They are very close.

c. Based on the output, what decision would be made at the 5% significance level?

We would reject the null at an $ \alpha=0.05 $ level.

d. Would the same decision be made at the 1% significance level?

We would reject the null at an $ \alpha=0.01 $ level.

e. State a conclusion in the context of the problem.

There is convincing evidence to suggests that the average degree of wrist extension is greater than 20, with a p-value that is approximately 0. Therefore, we will reject the null at an $ \alpha=0.05 $ significance level.

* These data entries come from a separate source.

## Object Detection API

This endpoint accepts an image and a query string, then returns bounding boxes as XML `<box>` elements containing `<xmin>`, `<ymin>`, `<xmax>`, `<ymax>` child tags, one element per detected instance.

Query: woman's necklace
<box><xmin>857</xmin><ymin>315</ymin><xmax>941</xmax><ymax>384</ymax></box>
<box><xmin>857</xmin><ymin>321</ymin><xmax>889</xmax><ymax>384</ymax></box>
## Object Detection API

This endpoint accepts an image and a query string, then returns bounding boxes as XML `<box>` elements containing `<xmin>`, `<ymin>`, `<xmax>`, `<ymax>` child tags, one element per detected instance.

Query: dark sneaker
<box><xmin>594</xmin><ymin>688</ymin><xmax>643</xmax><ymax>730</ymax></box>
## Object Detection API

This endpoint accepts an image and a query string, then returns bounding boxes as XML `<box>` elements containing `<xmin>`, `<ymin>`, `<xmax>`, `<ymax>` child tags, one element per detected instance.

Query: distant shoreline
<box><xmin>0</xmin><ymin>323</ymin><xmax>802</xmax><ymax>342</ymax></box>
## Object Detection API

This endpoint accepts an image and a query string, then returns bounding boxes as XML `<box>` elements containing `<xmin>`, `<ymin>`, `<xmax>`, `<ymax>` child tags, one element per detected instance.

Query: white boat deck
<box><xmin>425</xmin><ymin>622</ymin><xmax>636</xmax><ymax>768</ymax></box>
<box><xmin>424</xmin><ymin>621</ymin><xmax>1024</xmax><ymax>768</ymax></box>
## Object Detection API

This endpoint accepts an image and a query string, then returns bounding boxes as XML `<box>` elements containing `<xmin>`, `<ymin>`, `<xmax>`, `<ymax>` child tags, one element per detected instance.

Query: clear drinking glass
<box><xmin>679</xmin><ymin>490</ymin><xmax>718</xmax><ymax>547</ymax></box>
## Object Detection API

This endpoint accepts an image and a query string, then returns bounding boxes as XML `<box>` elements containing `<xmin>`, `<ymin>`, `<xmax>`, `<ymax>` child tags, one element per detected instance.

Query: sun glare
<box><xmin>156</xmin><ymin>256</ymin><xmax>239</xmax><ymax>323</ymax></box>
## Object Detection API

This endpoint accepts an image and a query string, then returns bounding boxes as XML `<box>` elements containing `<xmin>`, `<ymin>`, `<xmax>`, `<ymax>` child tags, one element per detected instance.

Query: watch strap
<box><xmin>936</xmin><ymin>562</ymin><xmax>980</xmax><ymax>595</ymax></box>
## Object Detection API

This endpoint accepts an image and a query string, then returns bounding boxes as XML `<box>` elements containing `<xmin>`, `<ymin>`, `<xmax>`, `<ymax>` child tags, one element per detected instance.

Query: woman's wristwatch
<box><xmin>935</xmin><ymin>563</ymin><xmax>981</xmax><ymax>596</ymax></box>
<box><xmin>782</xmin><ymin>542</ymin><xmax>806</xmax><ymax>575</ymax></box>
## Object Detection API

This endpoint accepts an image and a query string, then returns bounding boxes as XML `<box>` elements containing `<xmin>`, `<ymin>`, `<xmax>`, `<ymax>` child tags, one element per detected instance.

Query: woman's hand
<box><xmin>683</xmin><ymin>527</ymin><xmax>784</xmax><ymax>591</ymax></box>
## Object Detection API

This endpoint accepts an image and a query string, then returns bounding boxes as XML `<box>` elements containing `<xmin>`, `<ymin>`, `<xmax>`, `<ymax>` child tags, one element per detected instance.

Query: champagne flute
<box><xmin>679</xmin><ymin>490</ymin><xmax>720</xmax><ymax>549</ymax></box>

12. Confidence interval for the population mean

a. Construct a 95% confidence interval for the mean wrist extension for people using the new mouse design using the standard deviation of the bootstrap distribution. (This is sometimes called the “boot t-method”.) Are the bounds close to the bounds using one-sample t-methods?

(25.10578, 26.62755) degrees

b. Give the 95% confidence interval for $ \mu $ the mean wrist extension for people using the new mouse design using the percentile method.

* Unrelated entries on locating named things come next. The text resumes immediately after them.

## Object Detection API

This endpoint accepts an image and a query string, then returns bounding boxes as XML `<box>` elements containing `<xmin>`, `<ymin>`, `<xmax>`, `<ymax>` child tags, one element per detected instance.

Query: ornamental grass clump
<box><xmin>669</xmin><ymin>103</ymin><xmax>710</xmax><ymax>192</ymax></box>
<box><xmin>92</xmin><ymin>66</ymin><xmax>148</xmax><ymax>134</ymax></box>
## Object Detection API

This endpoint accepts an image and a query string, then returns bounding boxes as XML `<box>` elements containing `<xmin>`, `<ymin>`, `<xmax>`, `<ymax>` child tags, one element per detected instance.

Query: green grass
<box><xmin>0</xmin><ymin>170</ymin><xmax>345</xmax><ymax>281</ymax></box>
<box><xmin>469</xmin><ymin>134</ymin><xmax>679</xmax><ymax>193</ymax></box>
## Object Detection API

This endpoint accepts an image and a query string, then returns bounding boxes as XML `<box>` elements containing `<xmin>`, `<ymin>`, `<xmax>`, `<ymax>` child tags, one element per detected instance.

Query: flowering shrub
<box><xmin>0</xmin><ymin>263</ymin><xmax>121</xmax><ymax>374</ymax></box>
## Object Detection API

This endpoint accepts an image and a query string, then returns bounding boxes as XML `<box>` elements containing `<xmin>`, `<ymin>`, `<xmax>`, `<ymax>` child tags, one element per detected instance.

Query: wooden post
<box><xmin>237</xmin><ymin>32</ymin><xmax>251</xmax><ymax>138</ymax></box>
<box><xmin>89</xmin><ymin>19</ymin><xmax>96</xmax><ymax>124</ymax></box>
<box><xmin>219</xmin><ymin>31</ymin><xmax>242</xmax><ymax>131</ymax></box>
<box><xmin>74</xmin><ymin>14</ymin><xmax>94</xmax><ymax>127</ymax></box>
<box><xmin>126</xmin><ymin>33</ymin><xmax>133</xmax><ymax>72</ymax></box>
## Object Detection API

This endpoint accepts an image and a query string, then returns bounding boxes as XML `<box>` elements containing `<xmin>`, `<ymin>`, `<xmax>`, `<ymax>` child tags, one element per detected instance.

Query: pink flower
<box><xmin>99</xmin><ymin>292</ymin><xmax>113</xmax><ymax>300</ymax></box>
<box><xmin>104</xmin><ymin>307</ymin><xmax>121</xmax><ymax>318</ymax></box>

(25.10000, 26.63333) degrees

c. Which method (t-method or percentile method) would be better to use in this example? Or, does it matter in this example? Explain.

It doesnt really matter in this example since the data is roughly normal to begin with.

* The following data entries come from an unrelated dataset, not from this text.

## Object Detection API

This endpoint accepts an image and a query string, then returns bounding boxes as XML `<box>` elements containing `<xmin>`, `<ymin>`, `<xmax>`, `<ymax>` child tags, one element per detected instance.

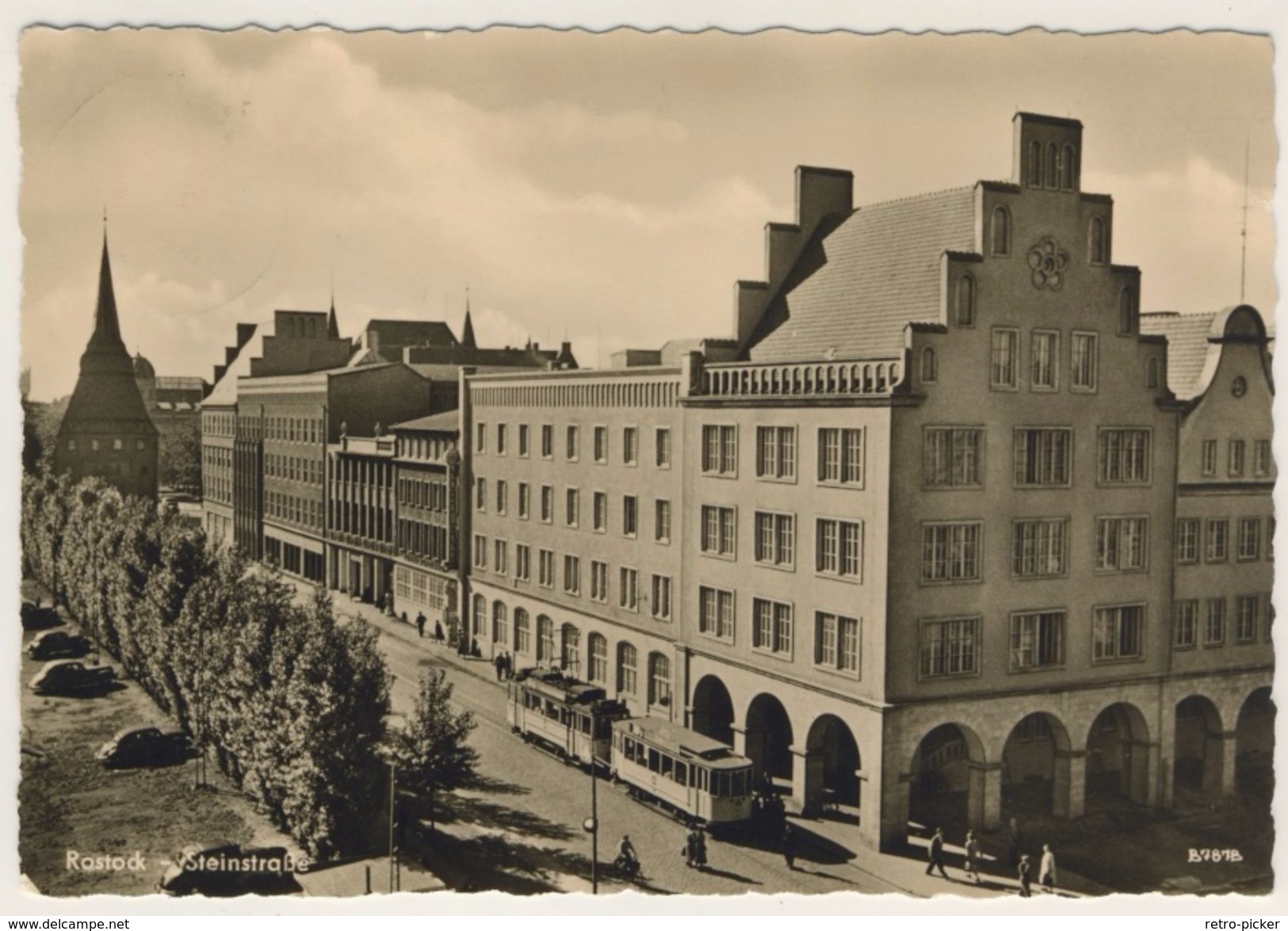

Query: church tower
<box><xmin>54</xmin><ymin>231</ymin><xmax>157</xmax><ymax>498</ymax></box>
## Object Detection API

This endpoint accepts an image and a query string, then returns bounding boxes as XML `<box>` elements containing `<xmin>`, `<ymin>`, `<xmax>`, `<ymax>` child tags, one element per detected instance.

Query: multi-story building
<box><xmin>461</xmin><ymin>113</ymin><xmax>1273</xmax><ymax>846</ymax></box>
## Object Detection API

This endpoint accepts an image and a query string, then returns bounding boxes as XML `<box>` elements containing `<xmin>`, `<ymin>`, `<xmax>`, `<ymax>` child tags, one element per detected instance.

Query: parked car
<box><xmin>156</xmin><ymin>843</ymin><xmax>300</xmax><ymax>896</ymax></box>
<box><xmin>94</xmin><ymin>725</ymin><xmax>192</xmax><ymax>769</ymax></box>
<box><xmin>27</xmin><ymin>631</ymin><xmax>89</xmax><ymax>659</ymax></box>
<box><xmin>31</xmin><ymin>659</ymin><xmax>116</xmax><ymax>696</ymax></box>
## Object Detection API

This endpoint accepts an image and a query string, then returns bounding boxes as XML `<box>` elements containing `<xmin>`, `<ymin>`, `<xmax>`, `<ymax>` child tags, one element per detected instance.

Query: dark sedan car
<box><xmin>94</xmin><ymin>725</ymin><xmax>192</xmax><ymax>769</ymax></box>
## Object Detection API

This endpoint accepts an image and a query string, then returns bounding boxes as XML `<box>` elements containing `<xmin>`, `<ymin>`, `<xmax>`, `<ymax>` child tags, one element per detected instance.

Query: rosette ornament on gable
<box><xmin>1029</xmin><ymin>235</ymin><xmax>1069</xmax><ymax>291</ymax></box>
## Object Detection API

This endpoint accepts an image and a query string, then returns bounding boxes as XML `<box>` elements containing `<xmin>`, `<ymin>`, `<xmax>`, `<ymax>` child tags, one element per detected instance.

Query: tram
<box><xmin>505</xmin><ymin>670</ymin><xmax>630</xmax><ymax>768</ymax></box>
<box><xmin>612</xmin><ymin>717</ymin><xmax>752</xmax><ymax>828</ymax></box>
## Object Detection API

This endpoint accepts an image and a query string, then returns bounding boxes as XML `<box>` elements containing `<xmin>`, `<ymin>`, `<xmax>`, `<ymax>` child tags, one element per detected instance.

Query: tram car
<box><xmin>505</xmin><ymin>670</ymin><xmax>630</xmax><ymax>766</ymax></box>
<box><xmin>612</xmin><ymin>717</ymin><xmax>752</xmax><ymax>830</ymax></box>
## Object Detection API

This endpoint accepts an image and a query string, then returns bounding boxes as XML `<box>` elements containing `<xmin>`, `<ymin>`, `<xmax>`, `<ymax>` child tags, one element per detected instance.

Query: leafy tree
<box><xmin>390</xmin><ymin>670</ymin><xmax>480</xmax><ymax>828</ymax></box>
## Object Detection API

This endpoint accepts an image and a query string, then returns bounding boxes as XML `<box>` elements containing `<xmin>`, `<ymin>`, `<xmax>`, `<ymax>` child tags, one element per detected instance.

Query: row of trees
<box><xmin>22</xmin><ymin>475</ymin><xmax>388</xmax><ymax>859</ymax></box>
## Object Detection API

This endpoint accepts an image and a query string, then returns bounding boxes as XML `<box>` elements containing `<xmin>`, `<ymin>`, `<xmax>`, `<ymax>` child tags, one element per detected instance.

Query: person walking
<box><xmin>926</xmin><ymin>828</ymin><xmax>948</xmax><ymax>879</ymax></box>
<box><xmin>1038</xmin><ymin>843</ymin><xmax>1057</xmax><ymax>892</ymax></box>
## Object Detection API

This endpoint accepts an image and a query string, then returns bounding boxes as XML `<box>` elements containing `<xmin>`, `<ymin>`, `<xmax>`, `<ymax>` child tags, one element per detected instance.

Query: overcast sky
<box><xmin>18</xmin><ymin>29</ymin><xmax>1278</xmax><ymax>398</ymax></box>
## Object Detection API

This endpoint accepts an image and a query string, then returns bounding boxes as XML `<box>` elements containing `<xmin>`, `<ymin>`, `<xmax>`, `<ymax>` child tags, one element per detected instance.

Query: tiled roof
<box><xmin>748</xmin><ymin>187</ymin><xmax>975</xmax><ymax>362</ymax></box>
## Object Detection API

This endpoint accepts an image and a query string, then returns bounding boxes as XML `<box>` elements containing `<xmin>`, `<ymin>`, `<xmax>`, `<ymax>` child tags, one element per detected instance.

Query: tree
<box><xmin>390</xmin><ymin>670</ymin><xmax>480</xmax><ymax>828</ymax></box>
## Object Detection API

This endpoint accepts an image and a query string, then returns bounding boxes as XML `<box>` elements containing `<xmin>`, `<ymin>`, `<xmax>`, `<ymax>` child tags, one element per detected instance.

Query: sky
<box><xmin>18</xmin><ymin>27</ymin><xmax>1278</xmax><ymax>399</ymax></box>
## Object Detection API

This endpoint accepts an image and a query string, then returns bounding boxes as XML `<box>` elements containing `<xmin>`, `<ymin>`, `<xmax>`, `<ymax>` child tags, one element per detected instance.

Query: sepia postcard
<box><xmin>12</xmin><ymin>14</ymin><xmax>1280</xmax><ymax>909</ymax></box>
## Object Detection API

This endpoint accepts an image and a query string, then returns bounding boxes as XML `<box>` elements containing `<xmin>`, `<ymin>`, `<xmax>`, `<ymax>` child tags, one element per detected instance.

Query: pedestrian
<box><xmin>783</xmin><ymin>822</ymin><xmax>796</xmax><ymax>869</ymax></box>
<box><xmin>926</xmin><ymin>828</ymin><xmax>948</xmax><ymax>879</ymax></box>
<box><xmin>1038</xmin><ymin>843</ymin><xmax>1057</xmax><ymax>892</ymax></box>
<box><xmin>1019</xmin><ymin>853</ymin><xmax>1033</xmax><ymax>899</ymax></box>
<box><xmin>965</xmin><ymin>830</ymin><xmax>979</xmax><ymax>882</ymax></box>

III. Inference from a skewed distribution

Example 2: The Date Example

A student was interested in estimating the average cost of a Saturday night date for students attending her college. To do so, she randomly selected 10 men each from 2 randomly selected dormitories around campus. She asked each how much they spent on a date last Saturday. (If they did not go on a date last Saturday, they were excluded from the analysis and another randomly selected male from that dorm was selected. All who were selected that went on a date last Saturday responded.) The data are provided in the table below:

## SATURDAY NIGHT DATE
amount<-c(10, 10, 15, 20, 20, 
          22, 25, 29, 30, 42, 
          35, 39, 49, 56, 45, 
          68, 75, 80, 110, 135)

Step 1: Identify the variable of interest and population of interest

1. What is the variable of interest? Is it quantitative or categorical?

The variable of interest is amount of money spent on Saturday night dates. This is quantitative.

2. What is the population of interest?

The population of interest is men who go on dates at her college.

Step 2: Assess if the sample is representative of the population of interest

3. What concerns would you have with saying the data from the sample of 20 is representative of the student’s population of interest?

The data is only taken from men from two colleges. This colleges may not be representative of men at the college in general. This also doesnt even take into account students who do not live on campus.

4. To what population can this student legitimately make a conclusion?

We could estimates amounts spent be the men in those two colleges.

Step 3: Determine if this is an estimation problem or hypothesis test problem.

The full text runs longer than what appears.